Für Barth ist die Reaktion in der Bevölkerung ein klares Signal, „dass große Teile des Ortes hinter dem Vorhaben stehen“. Wie die Unterstützung ebenfalls aussehen kann, zeigt das Engagement der örtlichen Kindergärten, die bereits jetzt anfangen, Kastanien und Zapfen für den Barfußpfad zu sammeln.
Die knapp drei Kilometer lange Strecke des Naturerlebnispfads, der für alle Generationen einen unterhaltsamen und lehrreichen Weg bieten will, führt durch die Streuobstwiesen im Körschtal und soll Teil des Landschaftsparks Filder werden. An elf Stationen können sich die Besucher informieren, rasten und sich spielerisch oder sportlich betätigen. Vor allem Kugelbahnen in verschiedener Ausprägung sollen den Spaziergang für Jung und Alt unterhaltsam machen. Wiederkehrende Elemente wie Infotafeln unter anderem zu Fauna, Flora und zur Geschichte Denkendorfs gehören ebenso dazu wie Wegweiser, Sitzbänke oder Stationen mit einem Kugelquiz zu Themen wie Tiere, Bäume oder die Körsch.
Start und Endpunkt des Rundkurses ist beim CVJM-Vereinshaus. Dort kann man sich an einem Kugelautomat, der nach dem Prinzip von Kaugummiautomaten funktioniert, Holzkugeln kaufen, die man dann auf den Kugelbahnen entlang des Weges einsetzt. Auch Fahrradabstellplätze und Infotafeln sieht das Konzept vor. Zudem sollen die Streuobstwiesen einbezogen werden. An den weiteren Stationen sind eine Himmelsschaukel, eine große Holzliege, ein Barfußpfad und eine kleine Beobachtungsplattform geplant. Es gibt außerdem Balancier- und Klettermöglichkeiten, Trampoline sowie Wasserspiele.

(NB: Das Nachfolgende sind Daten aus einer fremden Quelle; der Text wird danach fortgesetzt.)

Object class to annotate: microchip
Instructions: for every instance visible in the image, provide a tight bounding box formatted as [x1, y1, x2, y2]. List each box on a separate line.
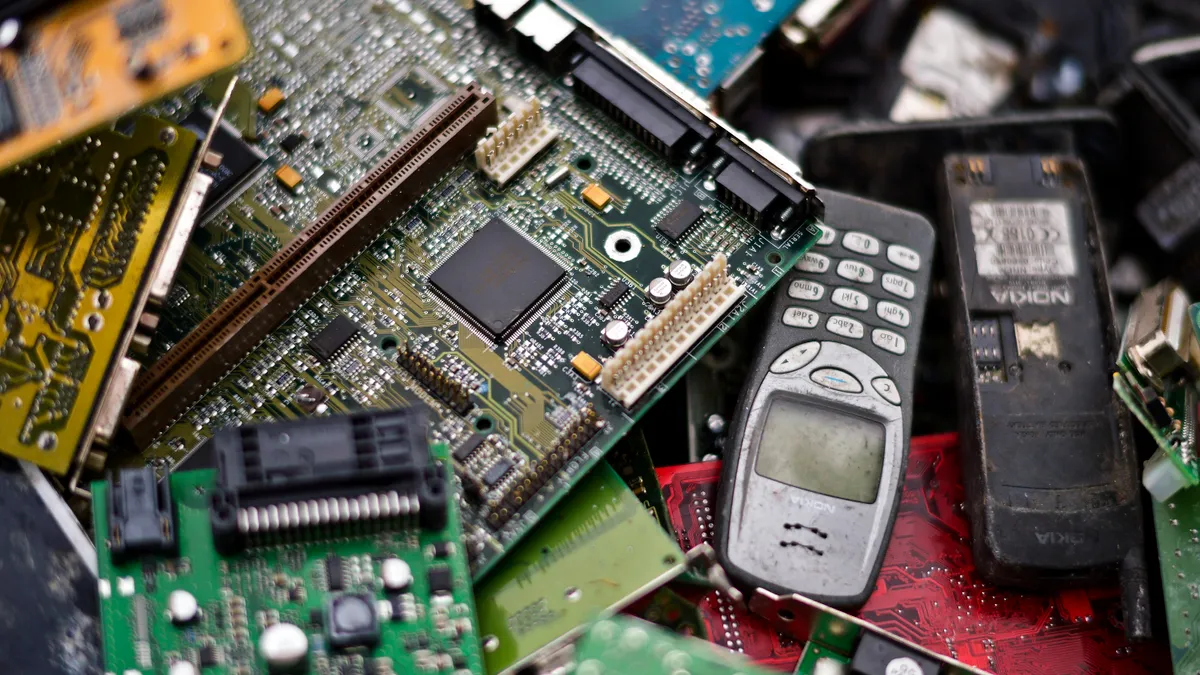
[200, 645, 221, 668]
[454, 434, 487, 461]
[430, 565, 454, 593]
[430, 219, 566, 339]
[484, 459, 512, 488]
[325, 593, 379, 649]
[325, 554, 346, 591]
[184, 110, 266, 215]
[654, 202, 704, 241]
[596, 281, 629, 310]
[280, 133, 307, 154]
[308, 315, 359, 363]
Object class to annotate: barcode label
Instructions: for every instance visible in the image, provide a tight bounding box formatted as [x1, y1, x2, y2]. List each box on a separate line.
[971, 199, 1075, 279]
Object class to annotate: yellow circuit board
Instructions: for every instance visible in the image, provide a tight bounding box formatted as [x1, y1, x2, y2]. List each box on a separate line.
[0, 118, 198, 473]
[0, 0, 250, 168]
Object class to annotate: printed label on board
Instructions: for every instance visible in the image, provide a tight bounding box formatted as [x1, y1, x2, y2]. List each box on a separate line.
[971, 199, 1075, 279]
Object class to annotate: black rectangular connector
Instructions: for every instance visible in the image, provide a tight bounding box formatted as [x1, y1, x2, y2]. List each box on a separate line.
[572, 35, 716, 163]
[108, 467, 179, 562]
[210, 407, 448, 554]
[716, 138, 824, 231]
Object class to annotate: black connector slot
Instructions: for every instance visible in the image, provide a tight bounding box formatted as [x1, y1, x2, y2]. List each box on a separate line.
[210, 408, 448, 554]
[571, 35, 716, 163]
[108, 467, 179, 561]
[716, 138, 824, 229]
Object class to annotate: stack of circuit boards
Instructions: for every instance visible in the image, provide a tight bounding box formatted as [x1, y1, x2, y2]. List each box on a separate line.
[0, 0, 1056, 675]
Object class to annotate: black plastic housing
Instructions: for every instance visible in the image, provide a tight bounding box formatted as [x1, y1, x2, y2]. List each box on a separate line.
[107, 467, 179, 562]
[209, 407, 449, 552]
[940, 155, 1142, 587]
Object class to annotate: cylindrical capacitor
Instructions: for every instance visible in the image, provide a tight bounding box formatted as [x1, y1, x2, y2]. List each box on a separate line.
[646, 276, 674, 307]
[667, 261, 696, 288]
[600, 318, 630, 350]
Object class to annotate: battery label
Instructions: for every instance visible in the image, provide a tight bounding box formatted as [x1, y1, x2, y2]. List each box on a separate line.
[971, 199, 1075, 279]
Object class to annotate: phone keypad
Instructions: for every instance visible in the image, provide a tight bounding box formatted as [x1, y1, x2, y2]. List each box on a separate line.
[772, 220, 928, 406]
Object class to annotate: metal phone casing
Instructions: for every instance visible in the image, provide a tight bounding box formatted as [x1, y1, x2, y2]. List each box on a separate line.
[724, 341, 907, 604]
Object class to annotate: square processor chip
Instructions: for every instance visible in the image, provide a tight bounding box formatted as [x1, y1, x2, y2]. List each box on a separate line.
[430, 219, 566, 340]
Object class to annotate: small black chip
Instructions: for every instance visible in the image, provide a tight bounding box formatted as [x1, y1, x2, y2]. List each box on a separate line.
[430, 565, 454, 593]
[308, 315, 359, 363]
[326, 595, 379, 647]
[430, 219, 566, 339]
[184, 110, 266, 215]
[654, 202, 704, 241]
[280, 133, 307, 155]
[452, 434, 487, 461]
[596, 281, 629, 310]
[484, 459, 512, 488]
[325, 554, 346, 591]
[200, 645, 221, 668]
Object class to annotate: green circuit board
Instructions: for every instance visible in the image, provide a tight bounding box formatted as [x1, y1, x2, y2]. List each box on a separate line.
[92, 444, 484, 675]
[125, 0, 820, 577]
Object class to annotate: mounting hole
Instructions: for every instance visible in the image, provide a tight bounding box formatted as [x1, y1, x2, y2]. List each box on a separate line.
[604, 229, 642, 263]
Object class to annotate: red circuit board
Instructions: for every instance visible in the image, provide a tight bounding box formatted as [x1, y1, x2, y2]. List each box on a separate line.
[658, 434, 1171, 675]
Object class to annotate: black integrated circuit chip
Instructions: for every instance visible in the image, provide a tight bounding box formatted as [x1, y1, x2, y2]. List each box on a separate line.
[596, 281, 629, 310]
[280, 133, 307, 154]
[308, 315, 359, 363]
[184, 110, 266, 217]
[452, 434, 487, 461]
[654, 202, 704, 241]
[430, 219, 566, 339]
[484, 459, 512, 488]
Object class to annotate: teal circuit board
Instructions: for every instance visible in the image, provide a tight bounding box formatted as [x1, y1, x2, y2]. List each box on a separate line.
[92, 437, 484, 675]
[570, 0, 805, 96]
[116, 0, 821, 578]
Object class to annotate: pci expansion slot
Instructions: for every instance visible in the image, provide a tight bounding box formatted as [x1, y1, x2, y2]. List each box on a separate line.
[124, 84, 497, 446]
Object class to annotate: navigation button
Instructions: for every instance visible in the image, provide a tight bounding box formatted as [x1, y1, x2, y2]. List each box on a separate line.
[784, 307, 821, 328]
[796, 252, 829, 274]
[841, 232, 880, 256]
[770, 340, 821, 375]
[810, 368, 863, 394]
[871, 377, 900, 406]
[787, 279, 824, 301]
[888, 244, 920, 271]
[838, 255, 875, 283]
[817, 225, 838, 246]
[826, 316, 864, 340]
[829, 288, 871, 312]
[882, 271, 917, 300]
[875, 300, 912, 328]
[871, 328, 908, 354]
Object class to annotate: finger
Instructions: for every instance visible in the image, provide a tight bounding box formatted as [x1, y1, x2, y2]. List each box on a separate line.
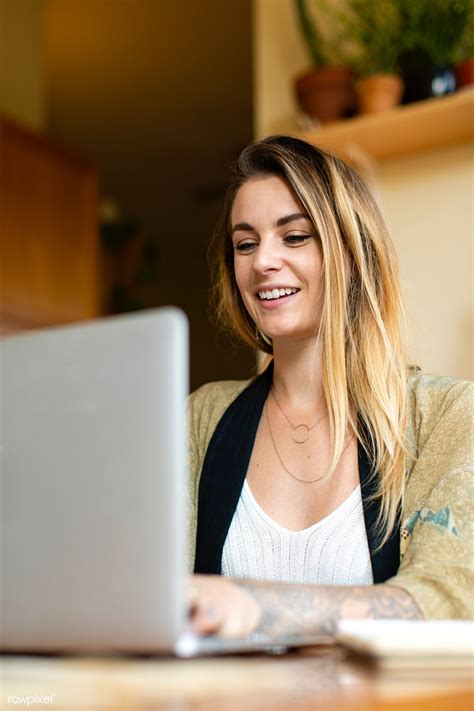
[191, 605, 223, 635]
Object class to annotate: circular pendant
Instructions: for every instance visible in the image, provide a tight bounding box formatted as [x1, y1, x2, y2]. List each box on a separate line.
[291, 425, 311, 444]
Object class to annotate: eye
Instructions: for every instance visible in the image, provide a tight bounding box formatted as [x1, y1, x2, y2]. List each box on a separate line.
[234, 241, 255, 254]
[284, 234, 311, 247]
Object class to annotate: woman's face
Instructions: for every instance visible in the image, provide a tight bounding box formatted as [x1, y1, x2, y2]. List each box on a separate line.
[231, 176, 323, 346]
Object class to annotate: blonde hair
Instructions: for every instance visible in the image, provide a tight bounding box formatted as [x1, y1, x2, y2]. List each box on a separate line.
[210, 136, 408, 545]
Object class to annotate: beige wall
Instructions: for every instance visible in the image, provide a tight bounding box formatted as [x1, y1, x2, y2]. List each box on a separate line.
[0, 0, 45, 131]
[253, 0, 474, 379]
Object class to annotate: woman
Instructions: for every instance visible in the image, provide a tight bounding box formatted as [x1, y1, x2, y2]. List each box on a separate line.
[189, 136, 474, 637]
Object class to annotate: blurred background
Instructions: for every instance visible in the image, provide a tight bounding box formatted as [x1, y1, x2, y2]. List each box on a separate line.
[0, 0, 474, 389]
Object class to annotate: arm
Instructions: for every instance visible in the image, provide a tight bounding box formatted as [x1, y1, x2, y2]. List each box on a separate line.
[190, 576, 422, 637]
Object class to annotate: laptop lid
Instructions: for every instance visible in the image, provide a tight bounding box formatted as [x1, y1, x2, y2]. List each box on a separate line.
[0, 307, 188, 652]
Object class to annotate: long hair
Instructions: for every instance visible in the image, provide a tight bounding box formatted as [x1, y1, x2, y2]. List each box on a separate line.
[210, 136, 408, 544]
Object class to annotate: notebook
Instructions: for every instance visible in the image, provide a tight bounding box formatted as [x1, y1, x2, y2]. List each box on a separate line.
[336, 620, 474, 674]
[0, 307, 324, 656]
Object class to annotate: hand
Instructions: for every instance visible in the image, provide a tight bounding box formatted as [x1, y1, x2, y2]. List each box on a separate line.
[187, 575, 261, 638]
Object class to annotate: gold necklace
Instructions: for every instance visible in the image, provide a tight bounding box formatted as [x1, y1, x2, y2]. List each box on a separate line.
[270, 388, 327, 444]
[264, 400, 354, 484]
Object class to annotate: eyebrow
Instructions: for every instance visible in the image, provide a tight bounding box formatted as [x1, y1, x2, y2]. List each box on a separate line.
[232, 212, 309, 234]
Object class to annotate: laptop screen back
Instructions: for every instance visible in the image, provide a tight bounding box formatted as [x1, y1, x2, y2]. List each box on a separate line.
[0, 308, 188, 652]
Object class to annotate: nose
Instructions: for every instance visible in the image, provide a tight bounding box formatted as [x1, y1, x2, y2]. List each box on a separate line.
[253, 239, 282, 274]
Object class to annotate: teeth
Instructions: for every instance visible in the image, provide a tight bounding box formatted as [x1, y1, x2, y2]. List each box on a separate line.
[258, 287, 298, 301]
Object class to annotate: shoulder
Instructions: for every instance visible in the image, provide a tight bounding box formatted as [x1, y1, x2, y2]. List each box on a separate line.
[408, 373, 474, 490]
[188, 379, 252, 415]
[408, 372, 474, 439]
[187, 378, 253, 462]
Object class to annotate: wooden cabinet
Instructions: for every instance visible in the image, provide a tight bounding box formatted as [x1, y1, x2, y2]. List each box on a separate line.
[0, 118, 100, 333]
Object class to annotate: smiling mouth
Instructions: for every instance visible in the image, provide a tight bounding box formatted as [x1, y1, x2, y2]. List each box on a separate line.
[257, 287, 299, 301]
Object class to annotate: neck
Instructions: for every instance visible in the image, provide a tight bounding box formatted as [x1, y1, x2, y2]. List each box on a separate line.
[273, 340, 324, 410]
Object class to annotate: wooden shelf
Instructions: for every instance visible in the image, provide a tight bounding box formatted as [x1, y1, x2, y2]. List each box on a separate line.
[301, 88, 474, 160]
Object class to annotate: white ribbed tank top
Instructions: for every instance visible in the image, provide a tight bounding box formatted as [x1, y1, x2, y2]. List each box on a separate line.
[222, 480, 373, 585]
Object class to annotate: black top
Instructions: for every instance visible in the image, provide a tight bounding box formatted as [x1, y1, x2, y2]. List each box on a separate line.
[194, 363, 400, 583]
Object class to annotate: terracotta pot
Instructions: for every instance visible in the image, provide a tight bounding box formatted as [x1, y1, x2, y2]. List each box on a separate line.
[356, 74, 403, 114]
[295, 67, 356, 123]
[454, 57, 474, 89]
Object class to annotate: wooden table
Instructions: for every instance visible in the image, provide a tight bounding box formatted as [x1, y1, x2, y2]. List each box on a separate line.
[1, 647, 474, 711]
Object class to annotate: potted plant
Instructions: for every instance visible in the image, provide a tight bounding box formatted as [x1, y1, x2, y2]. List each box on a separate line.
[395, 0, 473, 103]
[454, 0, 474, 88]
[295, 0, 356, 123]
[338, 0, 403, 114]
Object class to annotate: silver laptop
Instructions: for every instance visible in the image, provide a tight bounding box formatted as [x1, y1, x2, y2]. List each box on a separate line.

Hinsichtlich der Unterhaltungskosten geht die Gemeindeverwaltung laut Ralf Barth davon aus, dass diese sich im üblichen Rahmen wie etwa bei Spielplätzen bewegen. Bereits heute würden Bereiche, in denen der zukünftige Erlebnispfad liegt, teilweise mehrmals wöchentlich kontrolliert und bei Bedarf gereinigt. Künftige Reinigungsfahrten des Bauhofs ließen sich daher mit überschaubarem Mehraufwand in die bestehende Tour integrieren.